Regular exercise is key to keeping a retriever in shape during the off-season.


Like human athletes, retrievers must be in top physical condition to perform at a high level in the field. The following five tips from a veterinarian will help you keep your retriever fit over the summer months so he will be in top form on opening day.

Get to Work

As a veterinarian and avid hunter who specializes in sporting dogs, Dr. Joe Spoo says that regular exercise is key to keeping a retriever in shape during the off-season. “A dog that is overweight and not in good physical condition is much more prone to injuries,” Spoo says. “That is especially true early in the hunting season, when the heat can be an issue.”

Going for walks or runs, swimming, and summer training sessions are all good ways to keep your dog in shape, and Spoo says to match the amount and type of food you are feeding to your dog’s activity level.

“Keep an eye on your dog’s body condition throughout the off-season and adjust accordingly,” Spoo says. “These dogs are so amazingly athletic, but we can’t expect them to spend months eating too much and not getting enough exercise and then perform at a high level. That’s when injuries occur.”

Watch for Signs of Heat Stress

One of the most common concerns for retrievers is hyperthermia, or over-heating, and Spoo says a dog will let you know when he is becoming too hot. “Panting is how a dog cools himself, and that panting really changes when the dog is overheated,” he says. “The tongue is going to be way out of his mouth, and the tongue will get really wide to try to create more surface area to cool down. The dog’s breathing will also start to sound raspy, and he will often have ropes of saliva coming out of his mouth because he’s not taking the time to swallow.”

To prevent heat-related illnesses, Spoo recommends keeping your dog hydrated before and during warm weather training sessions and giving him plenty of breaks to rest and cool down. It’s also best to limit training to the early morning hours in especially hot weather.

Give Tailgate Exams

Many injuries go undetected while in the field, which is why Spoo recommends ending a hunt or training session with a tailgate exam, which is something that dog owners of all ages can help perform. “My daughter, Grace, is too young to hunt, but she loves to help me take a look at our dogs once we are back at the truck and sitting on the tailgate. We look at the eyes and ears, the chest, armpits, and groin—those common areas where wounds can occur,” Spoo says.

Be Prepared

Whether he is hunting or training, Spoo always has a pair of first-aid kits with him: a basic kit for use in the field and a more extensive kit in the truck.

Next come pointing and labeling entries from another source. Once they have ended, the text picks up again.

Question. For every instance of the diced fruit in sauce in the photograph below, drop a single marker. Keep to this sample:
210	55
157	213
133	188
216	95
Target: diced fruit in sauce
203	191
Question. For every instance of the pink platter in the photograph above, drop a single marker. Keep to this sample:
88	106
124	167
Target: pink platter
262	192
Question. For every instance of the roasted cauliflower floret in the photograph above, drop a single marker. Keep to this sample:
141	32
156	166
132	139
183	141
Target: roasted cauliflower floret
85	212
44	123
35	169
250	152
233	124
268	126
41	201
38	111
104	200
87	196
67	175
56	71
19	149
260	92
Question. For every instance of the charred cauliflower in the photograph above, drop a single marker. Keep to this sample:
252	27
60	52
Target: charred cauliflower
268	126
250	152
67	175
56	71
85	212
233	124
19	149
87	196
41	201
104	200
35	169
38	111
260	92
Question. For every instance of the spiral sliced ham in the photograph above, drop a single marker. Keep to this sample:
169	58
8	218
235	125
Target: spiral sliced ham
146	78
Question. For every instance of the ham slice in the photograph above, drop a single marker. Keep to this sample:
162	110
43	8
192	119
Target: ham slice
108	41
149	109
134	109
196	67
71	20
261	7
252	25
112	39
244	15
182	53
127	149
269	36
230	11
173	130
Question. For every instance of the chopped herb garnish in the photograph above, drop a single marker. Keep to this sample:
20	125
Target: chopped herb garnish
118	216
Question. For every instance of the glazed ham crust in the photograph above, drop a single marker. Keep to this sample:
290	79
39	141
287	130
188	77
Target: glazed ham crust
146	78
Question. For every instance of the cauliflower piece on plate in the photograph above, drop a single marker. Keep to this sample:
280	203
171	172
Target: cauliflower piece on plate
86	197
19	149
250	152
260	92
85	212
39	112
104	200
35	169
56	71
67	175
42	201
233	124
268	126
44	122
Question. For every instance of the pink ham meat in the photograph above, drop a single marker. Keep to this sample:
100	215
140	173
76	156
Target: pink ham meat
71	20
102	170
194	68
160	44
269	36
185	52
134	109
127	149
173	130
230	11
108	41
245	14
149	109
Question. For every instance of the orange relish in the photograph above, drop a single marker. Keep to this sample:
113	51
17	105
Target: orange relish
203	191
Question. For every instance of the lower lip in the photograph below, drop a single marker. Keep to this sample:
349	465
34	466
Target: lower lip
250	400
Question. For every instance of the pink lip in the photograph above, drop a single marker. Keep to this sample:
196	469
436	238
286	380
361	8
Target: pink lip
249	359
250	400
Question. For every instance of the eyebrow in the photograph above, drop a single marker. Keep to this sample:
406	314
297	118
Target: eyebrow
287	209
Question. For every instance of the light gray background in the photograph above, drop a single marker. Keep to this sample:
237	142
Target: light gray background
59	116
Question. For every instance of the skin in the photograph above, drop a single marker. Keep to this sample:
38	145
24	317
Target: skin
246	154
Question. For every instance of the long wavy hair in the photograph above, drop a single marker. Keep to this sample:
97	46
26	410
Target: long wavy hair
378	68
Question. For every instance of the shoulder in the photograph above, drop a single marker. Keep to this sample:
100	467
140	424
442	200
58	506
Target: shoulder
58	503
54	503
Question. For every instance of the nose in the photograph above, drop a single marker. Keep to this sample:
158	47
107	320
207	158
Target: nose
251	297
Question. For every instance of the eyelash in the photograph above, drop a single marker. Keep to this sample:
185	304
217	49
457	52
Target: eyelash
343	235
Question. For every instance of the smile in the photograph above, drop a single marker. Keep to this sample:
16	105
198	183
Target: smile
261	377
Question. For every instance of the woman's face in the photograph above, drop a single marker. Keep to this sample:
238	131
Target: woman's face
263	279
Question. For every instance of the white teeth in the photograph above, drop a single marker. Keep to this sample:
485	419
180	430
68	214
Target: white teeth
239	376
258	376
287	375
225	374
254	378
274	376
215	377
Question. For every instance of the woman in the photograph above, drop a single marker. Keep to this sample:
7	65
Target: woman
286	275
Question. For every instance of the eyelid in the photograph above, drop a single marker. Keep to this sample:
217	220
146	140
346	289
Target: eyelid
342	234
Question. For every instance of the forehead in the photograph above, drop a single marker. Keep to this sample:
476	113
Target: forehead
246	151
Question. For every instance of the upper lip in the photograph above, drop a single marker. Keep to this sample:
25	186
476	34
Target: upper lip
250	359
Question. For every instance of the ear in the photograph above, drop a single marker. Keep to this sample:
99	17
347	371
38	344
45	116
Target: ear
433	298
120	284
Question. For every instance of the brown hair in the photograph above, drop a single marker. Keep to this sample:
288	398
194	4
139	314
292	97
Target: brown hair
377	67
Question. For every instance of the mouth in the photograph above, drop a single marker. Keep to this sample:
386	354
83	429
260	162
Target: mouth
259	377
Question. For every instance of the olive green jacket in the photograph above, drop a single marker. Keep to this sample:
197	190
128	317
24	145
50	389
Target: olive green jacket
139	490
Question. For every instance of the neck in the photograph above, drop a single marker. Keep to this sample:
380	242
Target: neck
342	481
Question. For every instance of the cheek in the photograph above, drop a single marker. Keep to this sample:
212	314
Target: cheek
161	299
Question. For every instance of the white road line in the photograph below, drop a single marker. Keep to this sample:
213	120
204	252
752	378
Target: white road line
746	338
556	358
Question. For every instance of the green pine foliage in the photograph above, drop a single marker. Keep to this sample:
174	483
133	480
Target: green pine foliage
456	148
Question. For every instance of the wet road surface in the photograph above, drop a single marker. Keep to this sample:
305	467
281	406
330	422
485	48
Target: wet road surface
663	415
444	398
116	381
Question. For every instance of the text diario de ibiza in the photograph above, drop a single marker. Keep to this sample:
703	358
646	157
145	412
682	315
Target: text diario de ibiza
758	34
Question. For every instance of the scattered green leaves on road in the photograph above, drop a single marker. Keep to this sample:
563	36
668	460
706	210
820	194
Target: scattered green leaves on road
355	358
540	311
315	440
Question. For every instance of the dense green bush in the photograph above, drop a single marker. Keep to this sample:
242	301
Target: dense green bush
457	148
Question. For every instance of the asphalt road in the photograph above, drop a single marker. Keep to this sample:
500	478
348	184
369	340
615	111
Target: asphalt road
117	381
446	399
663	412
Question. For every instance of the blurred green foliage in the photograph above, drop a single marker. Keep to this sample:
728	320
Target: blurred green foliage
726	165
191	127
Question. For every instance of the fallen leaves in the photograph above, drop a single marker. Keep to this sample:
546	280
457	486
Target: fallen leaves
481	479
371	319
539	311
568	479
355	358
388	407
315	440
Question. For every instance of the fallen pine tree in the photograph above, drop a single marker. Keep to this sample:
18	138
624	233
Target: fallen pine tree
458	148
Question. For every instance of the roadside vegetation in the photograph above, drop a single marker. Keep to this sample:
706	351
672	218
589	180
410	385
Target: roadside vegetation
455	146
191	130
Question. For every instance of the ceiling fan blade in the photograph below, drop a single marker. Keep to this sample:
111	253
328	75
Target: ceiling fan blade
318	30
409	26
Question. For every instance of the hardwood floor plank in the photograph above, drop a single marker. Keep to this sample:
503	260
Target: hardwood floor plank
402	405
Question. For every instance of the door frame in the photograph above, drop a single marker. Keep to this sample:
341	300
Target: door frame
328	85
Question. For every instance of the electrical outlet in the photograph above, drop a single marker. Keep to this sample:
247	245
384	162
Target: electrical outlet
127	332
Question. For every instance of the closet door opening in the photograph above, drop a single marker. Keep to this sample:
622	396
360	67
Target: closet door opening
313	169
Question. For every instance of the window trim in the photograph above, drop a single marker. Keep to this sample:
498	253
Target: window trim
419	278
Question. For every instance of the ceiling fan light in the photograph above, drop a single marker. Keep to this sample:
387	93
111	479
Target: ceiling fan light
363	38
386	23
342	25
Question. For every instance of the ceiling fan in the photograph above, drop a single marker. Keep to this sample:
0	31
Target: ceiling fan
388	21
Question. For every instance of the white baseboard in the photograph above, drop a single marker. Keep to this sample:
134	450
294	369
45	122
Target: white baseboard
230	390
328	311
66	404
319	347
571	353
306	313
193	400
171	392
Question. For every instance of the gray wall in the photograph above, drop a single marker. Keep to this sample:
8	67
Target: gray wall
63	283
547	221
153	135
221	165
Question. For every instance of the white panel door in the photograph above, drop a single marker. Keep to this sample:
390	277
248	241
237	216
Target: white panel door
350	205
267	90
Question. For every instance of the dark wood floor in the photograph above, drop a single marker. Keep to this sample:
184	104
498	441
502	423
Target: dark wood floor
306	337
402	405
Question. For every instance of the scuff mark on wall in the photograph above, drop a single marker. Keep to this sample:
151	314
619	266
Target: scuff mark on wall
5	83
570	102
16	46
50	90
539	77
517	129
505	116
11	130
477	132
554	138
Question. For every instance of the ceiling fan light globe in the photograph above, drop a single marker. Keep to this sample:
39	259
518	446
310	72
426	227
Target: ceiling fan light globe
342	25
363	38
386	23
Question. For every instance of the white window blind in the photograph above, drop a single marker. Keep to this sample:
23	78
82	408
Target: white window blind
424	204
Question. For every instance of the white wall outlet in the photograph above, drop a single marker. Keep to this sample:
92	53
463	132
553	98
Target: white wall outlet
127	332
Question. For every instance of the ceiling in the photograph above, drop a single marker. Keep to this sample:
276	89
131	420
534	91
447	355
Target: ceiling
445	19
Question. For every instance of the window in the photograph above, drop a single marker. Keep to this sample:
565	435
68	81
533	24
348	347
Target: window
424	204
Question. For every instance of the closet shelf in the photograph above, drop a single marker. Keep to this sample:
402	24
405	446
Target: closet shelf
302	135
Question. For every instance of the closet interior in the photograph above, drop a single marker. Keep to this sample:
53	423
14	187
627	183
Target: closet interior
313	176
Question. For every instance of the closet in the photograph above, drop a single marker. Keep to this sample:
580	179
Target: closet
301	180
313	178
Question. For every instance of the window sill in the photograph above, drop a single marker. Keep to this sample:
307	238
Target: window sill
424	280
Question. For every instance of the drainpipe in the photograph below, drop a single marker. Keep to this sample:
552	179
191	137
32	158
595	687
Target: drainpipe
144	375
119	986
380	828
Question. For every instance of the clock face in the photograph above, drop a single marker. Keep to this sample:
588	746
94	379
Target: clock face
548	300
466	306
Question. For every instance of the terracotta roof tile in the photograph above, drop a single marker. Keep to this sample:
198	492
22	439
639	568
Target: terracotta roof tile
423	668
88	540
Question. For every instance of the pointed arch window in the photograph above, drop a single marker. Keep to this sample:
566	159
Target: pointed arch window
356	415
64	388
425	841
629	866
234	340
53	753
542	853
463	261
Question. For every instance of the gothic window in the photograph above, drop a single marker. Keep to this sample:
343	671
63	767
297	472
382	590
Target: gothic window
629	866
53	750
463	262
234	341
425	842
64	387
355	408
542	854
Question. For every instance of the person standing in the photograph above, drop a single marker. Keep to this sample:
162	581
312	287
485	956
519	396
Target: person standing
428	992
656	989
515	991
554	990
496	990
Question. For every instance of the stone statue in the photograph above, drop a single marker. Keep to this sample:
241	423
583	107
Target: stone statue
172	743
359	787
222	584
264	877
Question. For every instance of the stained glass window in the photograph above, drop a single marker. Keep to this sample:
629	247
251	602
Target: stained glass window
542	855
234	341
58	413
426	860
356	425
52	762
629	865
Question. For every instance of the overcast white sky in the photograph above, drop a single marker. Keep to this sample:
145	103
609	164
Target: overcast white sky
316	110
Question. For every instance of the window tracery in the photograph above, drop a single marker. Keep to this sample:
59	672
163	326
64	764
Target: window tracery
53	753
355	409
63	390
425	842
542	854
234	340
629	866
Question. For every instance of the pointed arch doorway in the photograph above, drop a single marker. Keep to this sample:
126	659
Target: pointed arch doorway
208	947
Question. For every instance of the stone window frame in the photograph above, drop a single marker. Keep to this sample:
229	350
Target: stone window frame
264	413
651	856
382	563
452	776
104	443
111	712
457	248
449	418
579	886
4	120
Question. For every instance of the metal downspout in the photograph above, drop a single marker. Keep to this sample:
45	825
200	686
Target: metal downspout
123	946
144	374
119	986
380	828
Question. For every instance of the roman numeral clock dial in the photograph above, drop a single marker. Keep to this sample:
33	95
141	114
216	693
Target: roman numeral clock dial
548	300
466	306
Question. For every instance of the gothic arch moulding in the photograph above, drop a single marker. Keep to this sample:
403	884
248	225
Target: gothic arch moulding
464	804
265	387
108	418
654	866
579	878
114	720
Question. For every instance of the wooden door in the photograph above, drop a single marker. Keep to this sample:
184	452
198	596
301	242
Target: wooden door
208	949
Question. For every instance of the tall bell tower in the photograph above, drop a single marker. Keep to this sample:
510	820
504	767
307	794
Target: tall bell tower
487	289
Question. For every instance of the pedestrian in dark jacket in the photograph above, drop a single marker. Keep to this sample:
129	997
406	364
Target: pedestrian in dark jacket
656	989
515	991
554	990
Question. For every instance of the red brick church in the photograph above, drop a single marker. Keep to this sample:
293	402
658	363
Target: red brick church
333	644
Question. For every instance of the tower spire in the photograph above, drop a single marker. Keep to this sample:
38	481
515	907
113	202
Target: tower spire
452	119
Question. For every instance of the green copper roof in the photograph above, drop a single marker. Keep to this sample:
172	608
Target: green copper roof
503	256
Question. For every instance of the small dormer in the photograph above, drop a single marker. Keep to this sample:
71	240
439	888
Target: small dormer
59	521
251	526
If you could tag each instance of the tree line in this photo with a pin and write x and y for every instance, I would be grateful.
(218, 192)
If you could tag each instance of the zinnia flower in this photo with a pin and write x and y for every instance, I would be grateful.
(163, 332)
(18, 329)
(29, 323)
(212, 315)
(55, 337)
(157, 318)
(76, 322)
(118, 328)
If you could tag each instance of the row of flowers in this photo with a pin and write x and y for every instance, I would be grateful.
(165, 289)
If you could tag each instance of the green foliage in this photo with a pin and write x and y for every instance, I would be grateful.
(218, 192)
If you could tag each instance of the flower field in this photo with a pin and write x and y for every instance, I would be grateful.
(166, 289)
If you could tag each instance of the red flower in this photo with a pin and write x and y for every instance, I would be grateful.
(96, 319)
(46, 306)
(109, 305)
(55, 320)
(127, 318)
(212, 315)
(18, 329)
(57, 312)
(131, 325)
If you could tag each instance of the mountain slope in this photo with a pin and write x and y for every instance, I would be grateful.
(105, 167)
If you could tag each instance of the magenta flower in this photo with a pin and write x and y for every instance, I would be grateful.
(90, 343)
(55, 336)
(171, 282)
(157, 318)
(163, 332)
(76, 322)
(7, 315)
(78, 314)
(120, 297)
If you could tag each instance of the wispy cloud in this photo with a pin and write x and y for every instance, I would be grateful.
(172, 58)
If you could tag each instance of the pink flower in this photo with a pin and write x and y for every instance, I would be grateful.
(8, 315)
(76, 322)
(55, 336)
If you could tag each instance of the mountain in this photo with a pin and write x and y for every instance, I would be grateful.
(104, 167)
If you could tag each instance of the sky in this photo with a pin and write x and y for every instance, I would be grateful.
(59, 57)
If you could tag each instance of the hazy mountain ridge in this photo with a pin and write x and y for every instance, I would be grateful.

“The kit I carry with me in the field is very simple. It includes a bottle of saline solution for rinsing eyes or wounds and some flexible cling wrap and gauze that I can use to cover and stabilize a wound,” he says.

The larger kit contains a thermometer, a pair of needle-nose pliers or a multi-tool, tweezers, a surgical stapler for closing larger wounds, triple antibiotic ointment for wounds and the eyes, cotton-tip swabs, and hydrogen peroxide to induce vomiting if the dog ingests something dangerous.

“Even as a veterinarian, I am not going to try and do anything major out in the field or back at the truck,” Spoo says. “The goal is to stabilize a wound or injury so I can get the dog back to town for proper care.”

Know When to Quit

Lastly, Spoo says an important part of keeping your retriever healthy is simply knowing when enough is enough. “There are obvious signs like a significant injury or wound or coming up lame or limping, but you should also pay attention to the eyes. You can look at a dog’s eyes, and they will tell you if he has had enough and it’s time to shut things down,” Spoo says.

It’s also important to remember, Spoo adds, that a dog experiences conditions in the field differently than people do. “Take an August goose hunt or September dove hunt for example. We might think it’s not that hot out there, but the dog may be down in the wheat stubble or other cover where it’s hot and miserable. Be mindful of what conditions are like at dog level.”